Automating analyses with make

Author

Affiliation

Kyle Niemeyer

Oregon State University

Published

February 26, 2025

Automating analyses using make

Automated analyses?

What if analysis depends on many files?
Need to redo analysis with new data?
What if analysis has several steps in a particular order?

Build manager: make

Tools like “Make” were developed to help compile complex software, but can also be used to automate any workflow.

How does Make work?

Each time the operating system creates, reads, or changes a file, it updates a timestamp on the file. Make compares these timestamps.
User describes which files depend on each other by writing rules in a Makefile.
Rules tell Make how to update an out-of-date file.
When running Make, it checks all the rules and runs the commands needed to update those that are out of date. If transitive dependencies, then Make traces through to run rules in the right order.

Update single file

Makefile

# regenerate results
results/moby_dick.csv : data/moby_dick.txt 
    python src/countwords.py \
    data/moby_dick.txt > results/moby_dick.csv

# indicates a comment
2nd and 3rd lines: build rule, using format target : prerequisite
backslash (\) splits line
recipe consists of 1+ shell commands, prefixed by single tab character (no spaces)

Run using command make

What happens?

If results/moby_dick.csv doesn’t exist, Make runs recipe to create it
If data/moby_dick.txt is newer than results/moby_dick.csv, Make runs recipe to update it
If results/moby_dick.csv is newer than its prerequisite, nothing happens

Managing multiple files

Makefile

# regenerate results for "Moby Dick"
results/moby_dick.csv : data/moby_dick.txt 
    python src/countwords.py data/moby_dick.txt > results/moby_dick.csv

# regenerate results for "Jane Eyre"
results/jane_eyre.csv : data/jane_eyre.txt 
    python src/countwords.py data/jane_eyre.txt > results/jane_eyre.csv

What happens?

By default, Make only attempts to update the first target (default target)
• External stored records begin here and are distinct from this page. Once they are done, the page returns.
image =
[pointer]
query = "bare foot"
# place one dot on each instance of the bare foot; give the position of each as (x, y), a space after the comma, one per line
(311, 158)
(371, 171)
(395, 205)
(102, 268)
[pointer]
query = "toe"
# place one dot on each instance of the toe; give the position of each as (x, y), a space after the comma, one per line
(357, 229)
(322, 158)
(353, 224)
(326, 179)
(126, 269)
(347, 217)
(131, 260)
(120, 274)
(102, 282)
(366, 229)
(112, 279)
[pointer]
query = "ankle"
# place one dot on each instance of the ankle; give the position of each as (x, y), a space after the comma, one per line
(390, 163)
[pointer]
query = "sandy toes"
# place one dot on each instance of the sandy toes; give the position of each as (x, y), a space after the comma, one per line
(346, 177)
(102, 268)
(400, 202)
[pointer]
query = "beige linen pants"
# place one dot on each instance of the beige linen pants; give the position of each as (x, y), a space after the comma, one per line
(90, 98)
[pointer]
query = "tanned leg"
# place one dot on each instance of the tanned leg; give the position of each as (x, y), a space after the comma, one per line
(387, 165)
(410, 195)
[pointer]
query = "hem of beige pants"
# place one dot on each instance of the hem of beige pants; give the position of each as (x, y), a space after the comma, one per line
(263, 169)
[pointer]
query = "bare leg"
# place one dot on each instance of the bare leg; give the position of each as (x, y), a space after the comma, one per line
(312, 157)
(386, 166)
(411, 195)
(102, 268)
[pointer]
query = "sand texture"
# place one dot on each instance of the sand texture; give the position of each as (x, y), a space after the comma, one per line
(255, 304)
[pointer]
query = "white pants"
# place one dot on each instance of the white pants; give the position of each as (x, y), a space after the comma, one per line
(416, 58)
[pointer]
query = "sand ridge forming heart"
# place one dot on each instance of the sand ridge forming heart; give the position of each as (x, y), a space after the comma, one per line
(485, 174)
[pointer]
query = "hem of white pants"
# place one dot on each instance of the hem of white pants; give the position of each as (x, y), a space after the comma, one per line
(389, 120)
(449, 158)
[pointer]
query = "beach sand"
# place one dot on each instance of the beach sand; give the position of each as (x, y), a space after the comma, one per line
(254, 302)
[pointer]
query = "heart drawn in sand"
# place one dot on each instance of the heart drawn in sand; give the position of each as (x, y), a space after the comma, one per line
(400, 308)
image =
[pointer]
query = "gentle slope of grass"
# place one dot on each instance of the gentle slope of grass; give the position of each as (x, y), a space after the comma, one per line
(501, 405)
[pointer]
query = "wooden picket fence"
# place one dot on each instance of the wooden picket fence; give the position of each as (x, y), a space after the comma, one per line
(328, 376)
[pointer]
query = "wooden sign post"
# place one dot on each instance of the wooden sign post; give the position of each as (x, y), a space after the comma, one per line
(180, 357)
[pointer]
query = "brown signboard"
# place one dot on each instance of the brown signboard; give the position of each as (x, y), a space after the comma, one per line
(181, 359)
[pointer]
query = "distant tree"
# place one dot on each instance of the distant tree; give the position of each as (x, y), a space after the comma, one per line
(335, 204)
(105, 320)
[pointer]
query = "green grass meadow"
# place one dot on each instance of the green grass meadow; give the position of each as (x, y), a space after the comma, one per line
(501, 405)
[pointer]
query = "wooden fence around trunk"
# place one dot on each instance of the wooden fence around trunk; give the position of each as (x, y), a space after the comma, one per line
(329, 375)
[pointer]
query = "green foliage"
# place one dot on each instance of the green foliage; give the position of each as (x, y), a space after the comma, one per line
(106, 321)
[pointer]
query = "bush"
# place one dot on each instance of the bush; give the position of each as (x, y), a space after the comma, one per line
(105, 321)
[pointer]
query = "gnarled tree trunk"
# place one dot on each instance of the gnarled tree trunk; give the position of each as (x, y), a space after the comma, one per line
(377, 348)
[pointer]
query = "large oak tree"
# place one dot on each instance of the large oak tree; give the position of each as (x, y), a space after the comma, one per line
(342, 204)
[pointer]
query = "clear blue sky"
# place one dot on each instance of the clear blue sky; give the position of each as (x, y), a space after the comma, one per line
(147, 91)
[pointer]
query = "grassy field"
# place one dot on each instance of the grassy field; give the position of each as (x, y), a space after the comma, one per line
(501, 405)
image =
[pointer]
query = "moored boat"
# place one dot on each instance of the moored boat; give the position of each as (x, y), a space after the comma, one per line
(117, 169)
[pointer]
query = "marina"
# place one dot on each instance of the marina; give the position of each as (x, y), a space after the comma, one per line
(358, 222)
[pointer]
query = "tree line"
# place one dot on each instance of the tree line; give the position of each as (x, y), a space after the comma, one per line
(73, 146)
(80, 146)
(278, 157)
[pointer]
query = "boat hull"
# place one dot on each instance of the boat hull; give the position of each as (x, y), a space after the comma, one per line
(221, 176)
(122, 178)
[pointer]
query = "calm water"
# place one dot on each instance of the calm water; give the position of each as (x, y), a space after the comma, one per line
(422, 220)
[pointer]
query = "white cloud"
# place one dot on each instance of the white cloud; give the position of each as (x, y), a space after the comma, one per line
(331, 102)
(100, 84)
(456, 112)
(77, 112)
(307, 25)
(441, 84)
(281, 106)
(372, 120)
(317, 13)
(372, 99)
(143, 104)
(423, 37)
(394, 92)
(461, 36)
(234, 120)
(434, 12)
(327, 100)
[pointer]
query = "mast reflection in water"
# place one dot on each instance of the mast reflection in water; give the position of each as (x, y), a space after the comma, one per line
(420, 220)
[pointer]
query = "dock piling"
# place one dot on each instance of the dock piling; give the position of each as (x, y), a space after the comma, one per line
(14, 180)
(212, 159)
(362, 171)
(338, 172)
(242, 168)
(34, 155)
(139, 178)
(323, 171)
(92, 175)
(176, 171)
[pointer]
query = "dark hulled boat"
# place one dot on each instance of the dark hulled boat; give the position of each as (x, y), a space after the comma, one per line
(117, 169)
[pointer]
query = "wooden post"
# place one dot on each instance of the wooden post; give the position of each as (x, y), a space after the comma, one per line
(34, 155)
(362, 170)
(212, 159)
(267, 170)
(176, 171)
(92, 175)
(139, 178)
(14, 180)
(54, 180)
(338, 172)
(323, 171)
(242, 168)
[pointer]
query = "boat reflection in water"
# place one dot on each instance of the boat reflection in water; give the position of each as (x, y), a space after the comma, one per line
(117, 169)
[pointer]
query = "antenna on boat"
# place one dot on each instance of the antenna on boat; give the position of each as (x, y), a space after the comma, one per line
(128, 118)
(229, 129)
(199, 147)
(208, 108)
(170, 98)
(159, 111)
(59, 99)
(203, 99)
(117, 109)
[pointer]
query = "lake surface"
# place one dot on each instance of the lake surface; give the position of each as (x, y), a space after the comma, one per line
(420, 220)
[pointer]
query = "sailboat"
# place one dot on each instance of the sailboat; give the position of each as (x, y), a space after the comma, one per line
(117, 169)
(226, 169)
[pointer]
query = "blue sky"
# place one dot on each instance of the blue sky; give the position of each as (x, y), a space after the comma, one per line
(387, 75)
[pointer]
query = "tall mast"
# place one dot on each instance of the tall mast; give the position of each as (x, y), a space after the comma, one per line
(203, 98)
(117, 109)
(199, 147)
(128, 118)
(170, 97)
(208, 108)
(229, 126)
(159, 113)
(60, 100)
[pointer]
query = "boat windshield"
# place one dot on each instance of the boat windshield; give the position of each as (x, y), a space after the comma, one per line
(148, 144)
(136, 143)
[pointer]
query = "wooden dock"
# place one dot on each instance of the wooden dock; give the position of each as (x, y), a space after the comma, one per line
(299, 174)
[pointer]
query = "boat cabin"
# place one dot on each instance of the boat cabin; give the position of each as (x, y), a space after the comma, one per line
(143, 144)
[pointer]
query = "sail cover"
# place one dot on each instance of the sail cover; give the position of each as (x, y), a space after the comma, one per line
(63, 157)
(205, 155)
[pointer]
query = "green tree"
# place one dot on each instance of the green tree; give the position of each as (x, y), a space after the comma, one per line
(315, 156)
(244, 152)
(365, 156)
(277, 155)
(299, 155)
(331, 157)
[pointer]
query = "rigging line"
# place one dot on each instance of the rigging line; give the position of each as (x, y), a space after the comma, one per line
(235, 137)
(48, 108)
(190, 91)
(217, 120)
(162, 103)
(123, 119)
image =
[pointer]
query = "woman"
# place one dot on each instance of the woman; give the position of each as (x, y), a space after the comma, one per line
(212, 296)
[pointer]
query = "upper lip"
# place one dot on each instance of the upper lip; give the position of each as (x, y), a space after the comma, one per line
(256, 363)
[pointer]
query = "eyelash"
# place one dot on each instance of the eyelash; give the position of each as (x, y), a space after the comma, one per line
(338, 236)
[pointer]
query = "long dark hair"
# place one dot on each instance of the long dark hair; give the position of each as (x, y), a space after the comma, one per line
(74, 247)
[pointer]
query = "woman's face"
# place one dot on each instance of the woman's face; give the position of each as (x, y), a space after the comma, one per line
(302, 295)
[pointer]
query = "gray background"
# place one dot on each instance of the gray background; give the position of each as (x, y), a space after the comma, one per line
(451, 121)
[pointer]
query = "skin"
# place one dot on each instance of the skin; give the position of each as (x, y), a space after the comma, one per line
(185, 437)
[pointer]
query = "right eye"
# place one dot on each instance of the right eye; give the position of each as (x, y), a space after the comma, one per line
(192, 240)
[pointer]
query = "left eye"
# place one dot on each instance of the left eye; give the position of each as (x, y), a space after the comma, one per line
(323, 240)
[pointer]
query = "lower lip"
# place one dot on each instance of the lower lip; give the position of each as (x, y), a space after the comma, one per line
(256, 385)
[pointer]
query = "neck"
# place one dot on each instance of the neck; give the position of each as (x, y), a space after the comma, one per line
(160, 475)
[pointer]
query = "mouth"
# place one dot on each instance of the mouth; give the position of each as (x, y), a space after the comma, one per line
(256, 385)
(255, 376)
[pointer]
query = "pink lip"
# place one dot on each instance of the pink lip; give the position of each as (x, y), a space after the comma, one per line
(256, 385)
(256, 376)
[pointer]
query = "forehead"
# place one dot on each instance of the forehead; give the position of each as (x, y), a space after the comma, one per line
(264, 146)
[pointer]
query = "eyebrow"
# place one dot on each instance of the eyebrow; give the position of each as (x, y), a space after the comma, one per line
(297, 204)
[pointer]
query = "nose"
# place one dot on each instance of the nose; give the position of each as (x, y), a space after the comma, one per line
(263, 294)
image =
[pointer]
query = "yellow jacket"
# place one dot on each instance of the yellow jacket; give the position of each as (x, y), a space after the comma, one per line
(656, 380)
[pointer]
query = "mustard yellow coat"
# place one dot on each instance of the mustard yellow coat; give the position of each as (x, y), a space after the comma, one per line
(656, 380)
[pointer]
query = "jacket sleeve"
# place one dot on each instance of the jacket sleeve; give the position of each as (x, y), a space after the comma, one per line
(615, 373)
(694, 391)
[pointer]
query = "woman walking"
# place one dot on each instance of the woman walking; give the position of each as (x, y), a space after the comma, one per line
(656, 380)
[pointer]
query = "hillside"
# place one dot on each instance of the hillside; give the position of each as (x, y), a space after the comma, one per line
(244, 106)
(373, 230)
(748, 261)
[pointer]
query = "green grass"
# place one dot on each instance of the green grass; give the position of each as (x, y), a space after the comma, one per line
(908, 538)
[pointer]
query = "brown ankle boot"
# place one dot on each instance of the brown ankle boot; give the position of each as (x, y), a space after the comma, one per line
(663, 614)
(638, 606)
Could specify target directly: make results/jane_eyre.csv

Better, create “phony target” and place at top: all

# regenerate all results
all : results/moby_dick.csv results/jane_eyre.csv

...

Then type make all

Other phony target: `clean`

By convention a clean target provides rules to remove results/generated outputs

# remove all generated files
clean : 
    rm -rf results/*.csv

Then type make clean. Safer than manually typing!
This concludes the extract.